Si les émotions sont fondamentales dans l’expérience humaine, leur compréhension l’est aussi dans la conception des technologies de demain. Située au carrefour de l’informatique, du big data, de la psychologie et des sciences cognitives, l’« informatique affective » (« affective computing ») a tout pour séduire les jeunes ingénieurs en quête de nouveaux défis.

Ce domaine de recherche interdisciplinaire étudie l’interaction entre technologie et sentiment. Ses applications commencent aujourd’hui à se démocratiser : citons, par exemple, le basique détecteur de sourire des smartphones ou bien les assistants question-réponse Siri, Cortana ou Alexa, bientôt capables de percevoir l’état émotionnel d’un interlocuteur.

De passionnantes possibilités d’applications

Si certaines écoles d’ingénieurs s’intéressent aujourd’hui vivement à ce domaine, c’est qu’il met en jeu les plus récents développements des technologies du numérique, comme le big data ou le « machine learning » (« apprentissage automatique », capable d’extraire de l’information dans des bases de données afin de construire un modèle décisionnel).

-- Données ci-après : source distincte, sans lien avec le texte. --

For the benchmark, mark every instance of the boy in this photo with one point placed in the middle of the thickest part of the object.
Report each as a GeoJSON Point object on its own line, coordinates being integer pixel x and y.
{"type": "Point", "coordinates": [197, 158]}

L’informatique affective recèle ainsi de passionnantes possibilités d’applications.

Longtemps insuffisamment explorées par les sciences de l’ingénieur, les émotions sont devenues l’objet de nombreuses recherches auxquelles l’informatique affective peut apporter son concours. En s’appuyant sur le traitement d’indices émotionnels (expressions faciales, posture corporelle, intonations de la voix) et d’indices physiologiques (rythme cardiaque, activité cérébrale ou électrodermale…), elle vise à donner aux machines une forme d’intelligence sociale qui les rende capable d’adapter leur comportement et de produire des réponses qui les feront paraître plus efficaces ou plus dignes de confiance.

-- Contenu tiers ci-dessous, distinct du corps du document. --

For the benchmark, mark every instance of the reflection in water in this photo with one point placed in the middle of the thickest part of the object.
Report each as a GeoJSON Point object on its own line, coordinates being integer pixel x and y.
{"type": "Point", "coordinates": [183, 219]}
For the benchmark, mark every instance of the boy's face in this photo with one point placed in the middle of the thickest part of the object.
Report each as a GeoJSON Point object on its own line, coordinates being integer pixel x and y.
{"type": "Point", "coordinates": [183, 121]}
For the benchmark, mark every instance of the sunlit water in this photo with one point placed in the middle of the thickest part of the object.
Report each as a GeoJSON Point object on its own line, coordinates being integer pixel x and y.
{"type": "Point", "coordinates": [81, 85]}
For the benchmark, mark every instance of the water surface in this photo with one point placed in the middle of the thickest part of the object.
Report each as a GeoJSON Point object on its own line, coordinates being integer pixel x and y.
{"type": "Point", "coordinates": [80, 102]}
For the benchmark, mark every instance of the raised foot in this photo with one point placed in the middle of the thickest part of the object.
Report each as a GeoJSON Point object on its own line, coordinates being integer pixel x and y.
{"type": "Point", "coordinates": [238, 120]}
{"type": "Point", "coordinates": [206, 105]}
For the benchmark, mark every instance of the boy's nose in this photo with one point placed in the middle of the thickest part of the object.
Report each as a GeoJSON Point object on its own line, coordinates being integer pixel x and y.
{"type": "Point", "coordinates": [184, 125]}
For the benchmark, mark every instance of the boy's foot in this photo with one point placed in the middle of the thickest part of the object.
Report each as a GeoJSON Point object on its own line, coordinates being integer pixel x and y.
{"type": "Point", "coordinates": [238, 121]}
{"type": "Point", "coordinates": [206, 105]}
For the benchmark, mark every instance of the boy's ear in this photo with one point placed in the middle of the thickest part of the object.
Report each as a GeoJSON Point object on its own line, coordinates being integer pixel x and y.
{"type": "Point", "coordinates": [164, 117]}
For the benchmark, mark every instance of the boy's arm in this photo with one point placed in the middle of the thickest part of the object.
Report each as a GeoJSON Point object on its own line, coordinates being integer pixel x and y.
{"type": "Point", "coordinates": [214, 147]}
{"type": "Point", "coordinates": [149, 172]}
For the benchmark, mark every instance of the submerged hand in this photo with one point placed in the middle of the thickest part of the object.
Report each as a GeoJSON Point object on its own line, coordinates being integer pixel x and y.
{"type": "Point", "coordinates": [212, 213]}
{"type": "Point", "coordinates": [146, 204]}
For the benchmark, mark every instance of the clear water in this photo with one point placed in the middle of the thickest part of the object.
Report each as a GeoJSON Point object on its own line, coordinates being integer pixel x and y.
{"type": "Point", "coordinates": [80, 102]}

Pour l’élève ingénieur, son enseignement met en jeu des compétences aussi variées que la maîtrise de l’algorithmique, de la programmation, des statistiques, du traitement des images, du langage naturel et du « machine learning ». Elle lui permet aussi d’acquérir l’ouverture d’esprit nécessaire à la conduite de projets interdisciplinaires et au dialogue interprofessionnel. Mentionnée parmi les « 34 technologies à forts enjeux stratégiques » listée par l’institut d’études et de prévisions Gartner en 2016, l’informatique affective va rapidement prendre une ampleur sans précédent.

« Fouille d’opinion »

Grâce à ses applications, le paysage des interfaces homme-machine que nous connaissons va profondément changer. De nombreux projets sont menés en France : dans le domaine de la santé se développent des « jeux sérieux » (« serious games ») destinés à aider les jeunes autistes à décrypter des émotions telles que la joie ou la tristesse. Dans le domaine de la formation, on peut plonger un individu dans un monde virtuel et lui apprendre à manifester les émotions adaptées à sa fonction. L’enseignement à distance est aussi concerné, avec la mise au point d’avatars capables d’adapter leur rythme à l’état affectif et au profil de l’étudiant.

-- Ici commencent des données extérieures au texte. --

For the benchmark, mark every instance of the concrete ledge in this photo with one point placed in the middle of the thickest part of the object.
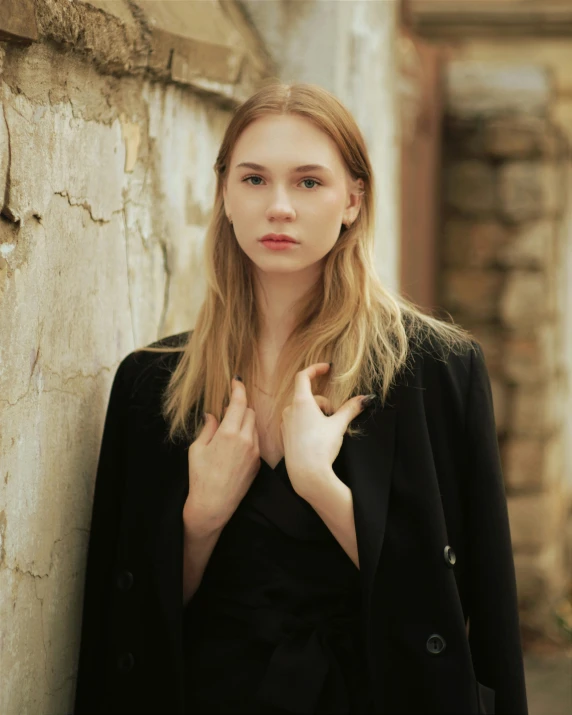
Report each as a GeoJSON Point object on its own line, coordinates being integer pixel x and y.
{"type": "Point", "coordinates": [447, 18]}
{"type": "Point", "coordinates": [18, 22]}
{"type": "Point", "coordinates": [209, 46]}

Citons enfin un autre domaine connexe très actif : la « fouille d’opinion » (« opinion mining »), qui cherche à déterminer si le sentiment dégagé par un texte (Tweet, dialogue, discours…) est positif ou négatif, objectif ou subjectif. Elle est aujourd’hui l’un des piliers de la transformation digitale de l’entreprise. Mais elle peut aussi prédire les résultats d’une élection ou le succès d’un film.

Bientôt, nos assistants personnels numériques se transformeront en confidents à qui conter nos états d’âme, en coachs qui nous aideront à préparer nos entretiens d’embauche et accompagneront nos enfants ou nos aînés en difficulté. La technologie est là, il reste à en faire un bon usage.

Lionel Prevost, directeur du laboratoire Learning, Data, Robotics à l’école d’ingénieurs ESIEA.